Jarlsberg is a Norwegian cheese, similar in appearance (but not flavor) to Swiss cheese, and the only one imported from Norway to America. Jarlsberg is a non-cheese-lover's delight. It is bland, rich, buttery and melts beautifully.
Parmesan is one of the finest cheeses in the world, particularly the "Parmigiana-Reggiano," made in a special region of Italy at a particular time of year. It is eaten young in Italy, as a table cheese. Because it is at least two years old when exported here in "wheel" form, it is perfect for cooking only. Parmesan is pungent, nutty and aromatic, lending itself perfectly to all manner of food preparation, requiring only a food processor, strong blender or elbow grease to grate it.

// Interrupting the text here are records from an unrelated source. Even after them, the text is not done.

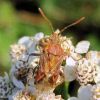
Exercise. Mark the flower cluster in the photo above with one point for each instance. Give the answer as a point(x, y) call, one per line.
point(40, 63)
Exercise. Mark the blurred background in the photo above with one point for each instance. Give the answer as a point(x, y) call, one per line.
point(21, 18)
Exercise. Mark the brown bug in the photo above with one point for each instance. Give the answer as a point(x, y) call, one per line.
point(52, 54)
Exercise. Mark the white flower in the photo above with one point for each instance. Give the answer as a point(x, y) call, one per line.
point(25, 94)
point(69, 69)
point(82, 47)
point(94, 56)
point(85, 71)
point(88, 92)
point(48, 96)
point(84, 93)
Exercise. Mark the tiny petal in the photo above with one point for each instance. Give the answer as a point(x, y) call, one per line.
point(84, 92)
point(70, 61)
point(82, 47)
point(69, 70)
point(73, 98)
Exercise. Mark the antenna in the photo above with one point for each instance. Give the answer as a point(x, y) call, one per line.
point(76, 22)
point(44, 16)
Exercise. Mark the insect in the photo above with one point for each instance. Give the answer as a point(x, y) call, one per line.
point(52, 54)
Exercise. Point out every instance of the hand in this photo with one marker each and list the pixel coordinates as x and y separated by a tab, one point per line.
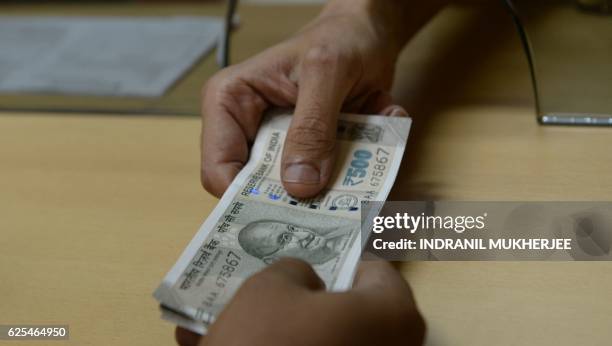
344	60
286	304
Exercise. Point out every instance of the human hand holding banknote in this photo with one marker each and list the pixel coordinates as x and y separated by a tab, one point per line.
343	60
286	304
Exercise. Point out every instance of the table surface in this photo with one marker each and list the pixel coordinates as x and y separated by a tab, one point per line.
95	209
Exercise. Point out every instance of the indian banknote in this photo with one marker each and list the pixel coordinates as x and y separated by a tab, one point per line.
256	222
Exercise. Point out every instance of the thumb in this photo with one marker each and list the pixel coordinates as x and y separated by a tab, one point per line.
309	152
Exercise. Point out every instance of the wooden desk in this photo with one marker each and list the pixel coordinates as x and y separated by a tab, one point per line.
95	209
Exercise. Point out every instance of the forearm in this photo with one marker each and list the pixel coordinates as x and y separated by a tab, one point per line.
395	21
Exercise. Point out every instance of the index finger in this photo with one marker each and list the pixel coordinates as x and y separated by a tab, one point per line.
231	112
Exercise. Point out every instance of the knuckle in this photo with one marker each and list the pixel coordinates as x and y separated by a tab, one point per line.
312	135
323	56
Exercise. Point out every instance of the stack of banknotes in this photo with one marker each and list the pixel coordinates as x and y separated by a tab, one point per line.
256	222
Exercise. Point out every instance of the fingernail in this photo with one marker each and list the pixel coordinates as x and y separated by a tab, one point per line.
302	173
398	112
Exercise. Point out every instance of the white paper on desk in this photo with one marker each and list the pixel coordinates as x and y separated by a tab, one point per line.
109	56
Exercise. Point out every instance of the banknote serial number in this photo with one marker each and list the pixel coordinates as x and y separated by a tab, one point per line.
379	168
361	161
231	262
8	332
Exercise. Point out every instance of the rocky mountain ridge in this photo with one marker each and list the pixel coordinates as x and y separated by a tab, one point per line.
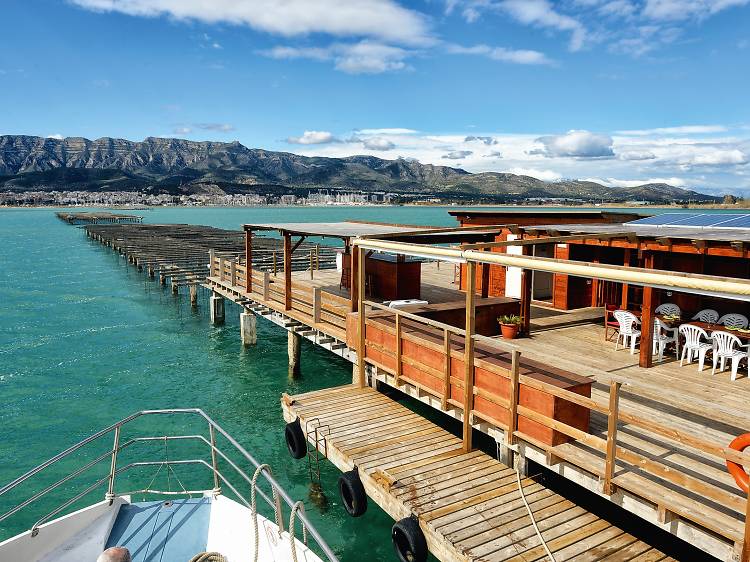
167	165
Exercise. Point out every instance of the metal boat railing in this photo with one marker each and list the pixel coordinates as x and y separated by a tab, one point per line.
277	492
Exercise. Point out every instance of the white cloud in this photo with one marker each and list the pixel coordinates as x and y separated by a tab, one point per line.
387	131
458	154
544	175
377	143
541	13
312	137
687	9
577	144
516	56
614	182
681	130
382	19
219	127
359	58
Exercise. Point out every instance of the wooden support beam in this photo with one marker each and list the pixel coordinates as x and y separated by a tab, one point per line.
608	487
354	276
646	358
248	261
287	272
514	392
399	360
362	320
468	402
446	370
485	280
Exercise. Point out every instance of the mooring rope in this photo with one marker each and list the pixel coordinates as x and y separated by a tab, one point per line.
209	557
531	516
254	506
297	506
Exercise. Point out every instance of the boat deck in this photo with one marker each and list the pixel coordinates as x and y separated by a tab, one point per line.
468	504
172	531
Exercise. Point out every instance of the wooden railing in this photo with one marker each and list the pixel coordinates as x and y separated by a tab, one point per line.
427	335
312	305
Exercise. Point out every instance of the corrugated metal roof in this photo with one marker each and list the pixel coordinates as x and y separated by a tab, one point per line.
347	229
654	231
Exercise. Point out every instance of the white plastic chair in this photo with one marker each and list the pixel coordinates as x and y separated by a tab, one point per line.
734	320
664	335
668	309
708	315
628	333
693	344
729	346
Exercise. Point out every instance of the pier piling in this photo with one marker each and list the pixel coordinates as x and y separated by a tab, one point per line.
217	309
248	328
293	348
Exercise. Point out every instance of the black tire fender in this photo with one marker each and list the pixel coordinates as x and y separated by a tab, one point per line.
352	493
295	439
409	541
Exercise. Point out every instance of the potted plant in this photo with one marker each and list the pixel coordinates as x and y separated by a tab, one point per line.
509	325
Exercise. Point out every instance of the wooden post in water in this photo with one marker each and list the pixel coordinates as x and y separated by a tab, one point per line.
248	261
362	331
287	271
468	402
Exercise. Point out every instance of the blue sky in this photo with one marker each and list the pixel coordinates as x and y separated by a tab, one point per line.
619	91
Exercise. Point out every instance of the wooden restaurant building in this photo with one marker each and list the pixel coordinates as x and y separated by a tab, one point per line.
653	441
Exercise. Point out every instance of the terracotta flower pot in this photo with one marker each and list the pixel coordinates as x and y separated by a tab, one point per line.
509	331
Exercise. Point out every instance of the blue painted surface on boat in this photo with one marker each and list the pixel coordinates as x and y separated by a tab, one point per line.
173	531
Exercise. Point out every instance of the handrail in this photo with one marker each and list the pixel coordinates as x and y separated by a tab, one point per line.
214	428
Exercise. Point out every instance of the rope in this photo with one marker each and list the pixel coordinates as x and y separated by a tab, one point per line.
254	507
531	516
209	557
297	506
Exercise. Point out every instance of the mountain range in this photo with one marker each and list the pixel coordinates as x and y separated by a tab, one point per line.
177	166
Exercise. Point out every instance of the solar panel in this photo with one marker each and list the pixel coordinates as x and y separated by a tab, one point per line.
741	221
664	218
709	219
702	220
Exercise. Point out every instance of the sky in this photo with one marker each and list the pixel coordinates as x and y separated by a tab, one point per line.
617	91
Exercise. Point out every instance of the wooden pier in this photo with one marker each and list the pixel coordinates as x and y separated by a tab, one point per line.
468	504
181	252
98	218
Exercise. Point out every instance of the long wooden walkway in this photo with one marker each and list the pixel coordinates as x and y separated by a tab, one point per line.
468	504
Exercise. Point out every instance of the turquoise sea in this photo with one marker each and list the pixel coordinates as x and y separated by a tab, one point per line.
86	340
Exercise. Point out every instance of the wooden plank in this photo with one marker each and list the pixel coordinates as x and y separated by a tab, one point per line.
468	401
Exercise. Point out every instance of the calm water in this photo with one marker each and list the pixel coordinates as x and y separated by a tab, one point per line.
86	340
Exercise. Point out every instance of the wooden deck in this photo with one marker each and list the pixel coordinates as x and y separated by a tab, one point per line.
468	504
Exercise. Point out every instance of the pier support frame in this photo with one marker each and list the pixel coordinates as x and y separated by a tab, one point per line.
217	309
248	328
294	344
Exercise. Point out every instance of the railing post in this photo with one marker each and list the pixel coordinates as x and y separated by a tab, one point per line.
110	495
399	364
447	371
316	304
609	467
214	464
468	402
745	557
266	286
513	399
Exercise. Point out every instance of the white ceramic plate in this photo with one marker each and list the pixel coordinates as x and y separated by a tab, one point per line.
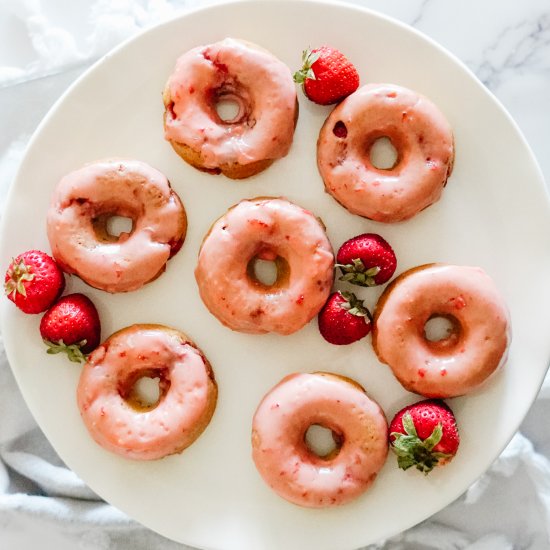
494	213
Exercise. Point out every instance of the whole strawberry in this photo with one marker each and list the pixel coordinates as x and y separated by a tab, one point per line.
33	281
327	75
71	326
424	435
366	260
344	319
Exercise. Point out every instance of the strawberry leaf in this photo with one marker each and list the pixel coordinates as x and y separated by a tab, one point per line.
353	305
73	351
357	274
18	273
413	451
306	72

Unfortunately, its name is not protected by law so any cheese can call itself "parmesan," even the pregrated cardboard-boxed cheese. Argentinian parmesan is another type, but is soapy and rather unpleasant and cannot compete with the American parmesan produced in Wisconsin, which is less expensive and quite acceptable substitute for Italian parmesan.
Swiss is, unfortunately, often imitiated, and anything with holes can be called Swiss. The pre-sliced imported Swiss found in most supermarkets is primarily from Finland and is nothing like the real thing. True Swiss cheese is from Switzerland and has a unique, nutty flavor all its own. American Swiss that is aged for 60 to 90 days is an adequate alternative when you cannot find the true Switzerland Swiss. Emmenthal is recognizable by its thin rind and large holes. This Switzerland cheese is a delicatessen sandwich favorite. It is young and mild. Gruyere is the most famous of all Switzerland cheeses. Actually, the French Gruyere is very similar to the Switzerland -- it is simply made on the other side of the mountains. Both types posses wrinkled, amber-colored rinds and are almost "holeless" except for an occasional break here and there. They are pungent, nutty and strong.
It is always preferable to store cheese in air-tight wrapping, in bulk, slicing or grating as you need it. CHEESE FINGERS IN BEER BATTER (10 to 12 Cheese Fingers) 1 pound gruyere cheese cut into fingers, about 3/4 inch by 3/4 inch by 2 inches Flour, for dredging Vegetable oil for frying, 2 to 3 inches deep BATTER: 1 1/2 cups flour 1 teaspoon salt teaspoon paprika 3/4 cup flat beer 1/2 cup water 2 egg whites, stiffly beaten
Make the batter at least 1 hour in advance. Sift the flour, salt and paprika into a bowl. Make a well in the center. Place the beer and water into the well and begin to whisk the dry ingredients into the liquid, drawing in the flour from the edges of the well to keep the batter smooth. Just before you are ready to fry the cheese fingers, stiffly beat the egg whites and gently fold them into the batter to lighten it. It should now be the consistency of heavy whipping cream. If it is too thick, thin with water.
Cut the cheese into finger lengths. Place enough flour in a bag to toss the cheese and cover it. (Once the cheese has been tossed in the flour the batter will adhere.)
Wave the cheese fingers "like a flag" to remove excess flour, then spear individually onto a skewer or fork and dip into the batter. Gently slide the cheese off its skewer into the hot oil (350 degrees), frying for 2 to 3 minutes or until golden brown and crisp.
Fry only 6 or 7 cheese sticks at a time so the temperature of the oil does not drop. Make sure you do not keep them in the oil too long or their insides will disappear and you will bite into an empty shell.